[Boston—Saturday, 2 May 1868]

May 2d Again, a cold rain—a lady came in this morning who in the course of her talk told me the “Russia” was telegraphed from Queenstown Thursday night. I can’t quite believe that yet I awoke this morning feeling that today was his day of joy. It rains here!!

I cannot help rehearsing in my mind the intense joy of his beloved. It is too much to face, even in one’s imagination and too sacred. Yet I know today to be the day and these hours, his hours. Surely among the most painfully & joyfully intense of his whole life. I hope and believe he is well once more. Tomorrow Gad’s Hill!!
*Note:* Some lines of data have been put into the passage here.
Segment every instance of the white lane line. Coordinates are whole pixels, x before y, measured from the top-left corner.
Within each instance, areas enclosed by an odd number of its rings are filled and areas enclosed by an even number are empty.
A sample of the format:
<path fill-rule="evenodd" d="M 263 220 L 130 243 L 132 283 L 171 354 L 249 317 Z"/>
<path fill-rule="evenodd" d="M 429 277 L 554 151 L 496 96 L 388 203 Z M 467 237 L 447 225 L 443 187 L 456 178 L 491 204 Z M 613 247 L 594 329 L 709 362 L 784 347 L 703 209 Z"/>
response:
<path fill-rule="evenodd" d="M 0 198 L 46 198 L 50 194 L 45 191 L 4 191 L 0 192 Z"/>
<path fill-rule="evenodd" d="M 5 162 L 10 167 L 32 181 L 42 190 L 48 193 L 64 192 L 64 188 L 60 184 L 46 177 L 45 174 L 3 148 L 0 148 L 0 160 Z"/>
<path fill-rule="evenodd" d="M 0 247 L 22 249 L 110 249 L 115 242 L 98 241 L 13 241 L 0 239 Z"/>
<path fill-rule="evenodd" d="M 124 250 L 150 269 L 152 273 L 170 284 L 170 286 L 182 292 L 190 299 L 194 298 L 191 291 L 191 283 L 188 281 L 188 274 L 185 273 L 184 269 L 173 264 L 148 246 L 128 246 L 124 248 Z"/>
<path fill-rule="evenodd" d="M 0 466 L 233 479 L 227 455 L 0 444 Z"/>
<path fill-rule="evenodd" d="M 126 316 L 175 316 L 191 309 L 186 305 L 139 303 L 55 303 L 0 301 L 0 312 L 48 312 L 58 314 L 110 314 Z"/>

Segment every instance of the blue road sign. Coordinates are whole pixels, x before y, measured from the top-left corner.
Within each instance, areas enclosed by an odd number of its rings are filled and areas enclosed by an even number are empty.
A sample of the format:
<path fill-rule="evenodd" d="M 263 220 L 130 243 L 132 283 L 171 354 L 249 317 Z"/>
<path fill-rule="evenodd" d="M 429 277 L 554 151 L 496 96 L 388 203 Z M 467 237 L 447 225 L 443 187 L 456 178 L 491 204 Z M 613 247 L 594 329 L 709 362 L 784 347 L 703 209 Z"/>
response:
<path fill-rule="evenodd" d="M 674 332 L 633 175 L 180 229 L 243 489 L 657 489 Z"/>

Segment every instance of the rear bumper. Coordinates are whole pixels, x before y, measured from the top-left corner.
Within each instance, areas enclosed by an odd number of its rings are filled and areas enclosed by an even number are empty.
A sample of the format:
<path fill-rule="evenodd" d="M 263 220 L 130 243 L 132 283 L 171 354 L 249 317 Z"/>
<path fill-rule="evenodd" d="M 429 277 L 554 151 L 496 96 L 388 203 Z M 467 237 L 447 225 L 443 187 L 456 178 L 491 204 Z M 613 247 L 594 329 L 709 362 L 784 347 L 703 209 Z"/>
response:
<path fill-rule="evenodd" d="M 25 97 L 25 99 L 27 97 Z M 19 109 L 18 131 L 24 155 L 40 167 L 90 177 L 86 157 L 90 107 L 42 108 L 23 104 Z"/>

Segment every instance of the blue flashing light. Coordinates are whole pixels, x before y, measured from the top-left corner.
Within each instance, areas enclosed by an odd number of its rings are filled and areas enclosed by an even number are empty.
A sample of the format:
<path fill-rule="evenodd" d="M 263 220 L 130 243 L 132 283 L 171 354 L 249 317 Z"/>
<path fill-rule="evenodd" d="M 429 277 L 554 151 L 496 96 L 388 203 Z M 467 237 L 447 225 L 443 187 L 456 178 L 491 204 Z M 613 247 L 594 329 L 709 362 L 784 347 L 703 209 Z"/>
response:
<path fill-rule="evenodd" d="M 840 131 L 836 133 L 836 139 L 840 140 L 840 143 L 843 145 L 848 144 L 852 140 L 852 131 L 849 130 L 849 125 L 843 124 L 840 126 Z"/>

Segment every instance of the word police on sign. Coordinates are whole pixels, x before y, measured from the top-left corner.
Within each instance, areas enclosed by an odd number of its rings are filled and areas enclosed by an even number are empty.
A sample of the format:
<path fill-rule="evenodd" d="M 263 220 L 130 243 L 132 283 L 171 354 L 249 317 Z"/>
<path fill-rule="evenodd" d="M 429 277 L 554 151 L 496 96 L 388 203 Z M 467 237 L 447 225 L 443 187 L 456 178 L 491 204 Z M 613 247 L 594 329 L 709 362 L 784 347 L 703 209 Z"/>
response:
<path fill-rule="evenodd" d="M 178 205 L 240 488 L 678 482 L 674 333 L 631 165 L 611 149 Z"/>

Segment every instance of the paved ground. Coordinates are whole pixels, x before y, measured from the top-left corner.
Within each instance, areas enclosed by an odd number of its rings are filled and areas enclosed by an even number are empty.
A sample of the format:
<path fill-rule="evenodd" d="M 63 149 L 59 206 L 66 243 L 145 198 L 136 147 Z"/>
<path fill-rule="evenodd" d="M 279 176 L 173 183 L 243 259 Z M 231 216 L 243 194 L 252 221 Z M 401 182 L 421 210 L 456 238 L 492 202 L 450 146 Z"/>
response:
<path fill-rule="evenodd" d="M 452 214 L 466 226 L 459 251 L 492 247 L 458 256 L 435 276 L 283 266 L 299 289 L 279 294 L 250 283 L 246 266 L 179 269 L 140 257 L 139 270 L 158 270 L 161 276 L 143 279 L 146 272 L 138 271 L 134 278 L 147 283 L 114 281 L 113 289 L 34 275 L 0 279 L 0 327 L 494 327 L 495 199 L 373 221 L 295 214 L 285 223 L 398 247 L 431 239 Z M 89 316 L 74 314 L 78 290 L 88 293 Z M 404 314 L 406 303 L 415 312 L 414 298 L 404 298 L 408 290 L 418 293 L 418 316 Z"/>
In the meantime our dear home life loses nothing, but rather gains; beside, do we not see Dickens here too? Added to all the other sweet associating? How delightfully the rain shuts us in. J. read me at breakfast a new grand poem by Lowell upon “June” making him among the very finest of our time.

My love came home early too in the afternoon, as early as a long visit from C.E. Norton would allow. Norton thinks he does not care for the attacks which have been made upon him by the Cambridge journals on account of the touch he gave Cambridgeport in his speech at the Dickens dinner. Yet it will not be easy to live down so much petty ill-feeling and I grieve to think it should have been excited by him. If he were not going so soon to England to remain a long time I know he would feel it more. He is bitter too against the Saturday Club (this from sympathy with Lowell) because the members proposed at the last meeting were all black-balled. He thinks they must have a new Club which would be a sad thing; it would be a square split I am afraid and now at times they do have grand social festivals. I hope the trouble will die out in talk especially as Norton goes away and Lowell I hope and believe would never organize the opposition himself.

We both feel drawn to the Nortons by our mutual love for Dickens. He sent me yesterday his condolences.